Only Liu didn’t go red. Instead, she took a deep breath and said, “I kissed Yuyan last night instead.”
We obviously immediately set up a howl for more details, and she was giggling and she did turn red again, admitting that there had been somewhat less deadly serious practicing of music going on in the evenings in her room than perhaps we might have thought. “Also excuse you,” Aadhya said. “What was up with letting us hassle you about Zixuan all this time! Or were you trying to decide?”
She only meant it in fun, but Liu swallowed, visibly, and then she said, a bit wavering, “It would…it would have been smart of me.”
We both understood right away, and it stopped the teasing cold: she meant, she had been trying to decide, but not because she’d wanted to do something stupid; she hadn’t wanted to sneak over to Zixuan’s room for one last night, hadn’t wanted to rip his shirt into shreds in the middle of the gym pavilion with a mass of amphisbaena romantically hissing and thrashing down at the base of the steps. She’d had that insidious whispering in her ear, the calculations that never stopped running inside our heads: it would be smart—to hook a cute, talented, enclaver boy from Shanghai, when he let it be known he was there to be hooked.
Just like it had been smart to bring in a dozen mice, small helpless lives you could hold in the cup of your hand, and kill them instead, one at a time, so you could suck enough mana out of them to keep yourself alive.
There were a few tears welling up over her lashes and dripping off. She put the heels of her hands to her eyes and pressed to stop them. She said rawly, “I wanted to want…the right things. The things I was supposed to want. But I don’t. Even the ones that are good.” She gave a small choked sniffle. “And Zixuan is. He’s nice, and cute, and I like him, and it would make it okay that I didn’t do what they wanted. I didn’t have mana to give to Zheng and Min, but I did this instead, this other right thing. And Ma would be so happy. I’d be her smart girl. I’d be her smart girl again. Like when I said I would do it to the mice, for me and Zheng and Min.”
I hadn’t realized before, but it made perfect sense: that was why the cleansing had worked so well on her. Because she’d said yes, not so much for her own sake, but for the boys, and so she’d taken almost no malia from the mice, our first three years. Just barely enough to survive on.
“And that’s what Zixuan would like, too,” she said. “A smart girl who wants the right things. He wants the right things himself. He wanted to meet my parents and help build the enclave. He’s excited about it. Dominus Li is his great-uncle. He thinks he can persuade him to help us. And I want to help my family, I want to take care of them, but…I can’t be that girl. I can’t be the smart girl. I can only be me.”
Aadhya reached out to her, and I did, too; we put our hands on her, and Liu reached out her own slightly damp hands and gripped ours, one in each, tight. “We’re going home tomorrow,” she said, and kept hold of us determinedly: we’d both flinched. We hadn’t broken that rule. You didn’t say out loud, I’m going to graduate. But Liu held on and said it again. “We’re going home tomorrow. I’m going home. And my mother is going to be so happy, and for a long time, she won’t care about anything, except that I’m back. But then she’s going to want me to want the right things again. The things that the family think are the right things.” She stopped, and took a deep breath and let it out. “But I’m not going to. I’m going to want the things I want, and help them the way I can help them. And those are going to be the right things, too.”

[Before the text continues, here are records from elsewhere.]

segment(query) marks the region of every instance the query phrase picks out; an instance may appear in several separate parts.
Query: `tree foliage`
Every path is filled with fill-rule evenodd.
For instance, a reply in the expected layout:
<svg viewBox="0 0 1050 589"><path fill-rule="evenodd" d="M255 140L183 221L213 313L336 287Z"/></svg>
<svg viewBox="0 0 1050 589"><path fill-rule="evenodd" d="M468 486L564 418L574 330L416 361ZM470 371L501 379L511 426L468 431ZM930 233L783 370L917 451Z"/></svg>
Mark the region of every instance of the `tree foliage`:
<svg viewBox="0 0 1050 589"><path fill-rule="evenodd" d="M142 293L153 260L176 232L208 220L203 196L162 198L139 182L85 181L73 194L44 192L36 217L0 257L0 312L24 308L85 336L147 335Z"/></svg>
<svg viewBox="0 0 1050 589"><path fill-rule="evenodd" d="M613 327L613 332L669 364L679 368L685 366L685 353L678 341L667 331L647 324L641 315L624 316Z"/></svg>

I reached out to Aadhya, and the three of us made a circle together: not anything formal, but still a circle, still the three of us together, holding each other up. Liu squeezed our hands again, smiling at us, her eyes bright but not dripping tears anymore, and we smiled back.

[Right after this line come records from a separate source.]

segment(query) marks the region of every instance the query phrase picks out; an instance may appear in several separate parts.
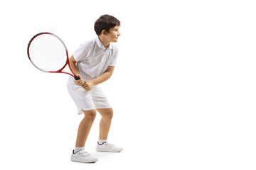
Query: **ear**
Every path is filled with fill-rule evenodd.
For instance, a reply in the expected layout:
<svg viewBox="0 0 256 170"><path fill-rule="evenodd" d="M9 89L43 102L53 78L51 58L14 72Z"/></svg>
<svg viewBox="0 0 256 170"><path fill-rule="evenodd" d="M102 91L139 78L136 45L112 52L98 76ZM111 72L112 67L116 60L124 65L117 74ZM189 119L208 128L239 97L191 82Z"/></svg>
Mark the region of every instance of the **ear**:
<svg viewBox="0 0 256 170"><path fill-rule="evenodd" d="M107 35L107 32L105 30L102 30L102 35Z"/></svg>

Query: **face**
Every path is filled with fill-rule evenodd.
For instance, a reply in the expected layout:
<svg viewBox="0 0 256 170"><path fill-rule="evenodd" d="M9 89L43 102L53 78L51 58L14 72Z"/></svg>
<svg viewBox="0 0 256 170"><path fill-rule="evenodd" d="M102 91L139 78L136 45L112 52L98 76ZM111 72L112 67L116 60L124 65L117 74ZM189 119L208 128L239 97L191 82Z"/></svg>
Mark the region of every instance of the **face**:
<svg viewBox="0 0 256 170"><path fill-rule="evenodd" d="M118 37L120 36L119 28L119 26L115 26L110 29L110 33L107 33L107 38L110 42L117 42Z"/></svg>

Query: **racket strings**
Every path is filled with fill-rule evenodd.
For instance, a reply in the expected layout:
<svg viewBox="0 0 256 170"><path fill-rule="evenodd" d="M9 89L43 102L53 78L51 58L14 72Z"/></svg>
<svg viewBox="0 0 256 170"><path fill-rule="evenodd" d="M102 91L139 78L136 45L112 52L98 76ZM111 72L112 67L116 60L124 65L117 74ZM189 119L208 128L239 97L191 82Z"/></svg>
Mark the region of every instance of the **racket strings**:
<svg viewBox="0 0 256 170"><path fill-rule="evenodd" d="M67 62L65 44L51 34L41 34L33 40L29 47L31 62L41 71L58 72Z"/></svg>

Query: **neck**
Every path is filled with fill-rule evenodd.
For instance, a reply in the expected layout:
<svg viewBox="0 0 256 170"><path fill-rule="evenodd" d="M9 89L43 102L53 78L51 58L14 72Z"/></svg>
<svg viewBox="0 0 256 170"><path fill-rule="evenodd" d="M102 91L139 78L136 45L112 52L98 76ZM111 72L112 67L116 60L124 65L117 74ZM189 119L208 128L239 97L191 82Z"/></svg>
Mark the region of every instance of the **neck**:
<svg viewBox="0 0 256 170"><path fill-rule="evenodd" d="M104 37L100 35L100 36L99 36L99 39L100 39L100 40L101 41L101 42L102 43L102 45L104 45L104 47L105 47L105 48L107 48L107 47L110 45L110 42L109 42L109 41L107 41L107 40L105 40L105 39L104 38Z"/></svg>

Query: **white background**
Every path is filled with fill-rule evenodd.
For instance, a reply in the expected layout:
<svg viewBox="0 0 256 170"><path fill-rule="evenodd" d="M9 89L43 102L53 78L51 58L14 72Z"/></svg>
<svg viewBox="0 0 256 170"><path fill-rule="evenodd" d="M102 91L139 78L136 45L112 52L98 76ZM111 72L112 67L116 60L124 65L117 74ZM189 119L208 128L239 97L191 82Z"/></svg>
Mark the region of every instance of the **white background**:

We couldn’t keep sitting there smiling like muppets the whole night, so eventually…I went back to my room—without any side trips; I did manage to resist temptation—only to find Precious sitting in a pile of stuffing in the middle of my bed, sulking ferociously, with a substantial hole dug straight through my already thin pillow. I glared at her and said, “Oh, don’t be a sore loser.” She gave me a narrow look out of her beady eyes and then turned her back and burrowed herself into the comfortable little nest of fluff.
We still weren’t talking the next morning, although with frigid courtesy she allowed me to put her in the bandolier cup to go upstairs to breakfast. She emitted a continuous stream of what I’m fairly certain were rude remarks from the moment Orion joined me, but they didn’t dampen his spirits; he beamed at me with delight and tried to take my hand again. I might have relented and let him have it for a dim stretch of the stairs going up, before we ran into other kids, all streaming up to the cafeteria.